Dopo una recita del Blaubart di Camillo Togni al Teatro alla Scala, Luigi Nono venne a trovarmi in camerino: era rimasto ‘impressionato’ dal mio modo di ‘partecipare’ ad un lavoro così particolare come quello di Togni.
Da sempre la figura e la musica di Nono avevano destato la mia ammirazione e incontrare e parlare con lui accrebbero il mio interesse ed il mio trasporto per quel musicista eclettico e antiaccademico.
Fu l’inizio di una bella amicizia e di un lungo rapporto artistico. Pochi giorni dopo l’incontro a Milano, Nono mi invitò a Venezia dove lo raggiunsi nella sua casa alla Giudecca.
Ricordo la laguna e molta nebbia, era tra novembre e dicembre, e con la sua barca abbiamo fatto delle indimenticabili escursioni. Camminammo molto per Venezia… le calli, i campi. Ascoltavamo i suoni, le voci, i silenzi…. Io e Gigi eravamo concordi sull’idea che la musica è un pensiero in fieri in cui l’esplorazione è una necessità con tutti i rischi che ne derivano. L’errore è stimolo a ricercare nuovi orizzonti in una continua ricerca priva di certezze. In quest’ottica il rapporto tra compositore ed esecutore acquista delle coordinate di assoluta e necessaria complementarietà e d’interazione. Così le idee fantastiche del compositore risvegliano la creatività dell’interprete e lo invitano a spingersi con il suo strumento ai confini estremi della sua arte.
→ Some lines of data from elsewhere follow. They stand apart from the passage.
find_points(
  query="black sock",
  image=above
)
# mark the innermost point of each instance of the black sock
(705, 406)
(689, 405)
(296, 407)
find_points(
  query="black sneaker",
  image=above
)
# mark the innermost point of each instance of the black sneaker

L’interprete partecipa attivamente alla creazione dell’opera musicale, improvvisando su spunti offerti dal compositore oppure l’esecutore fornisce “materia prima”, ad esempio possibilità timbriche nuove o inusitate.
Nell’ultima parte della sua produzione Nono accentuava la tendenza al limite del suono, del timbro, della concezione formale.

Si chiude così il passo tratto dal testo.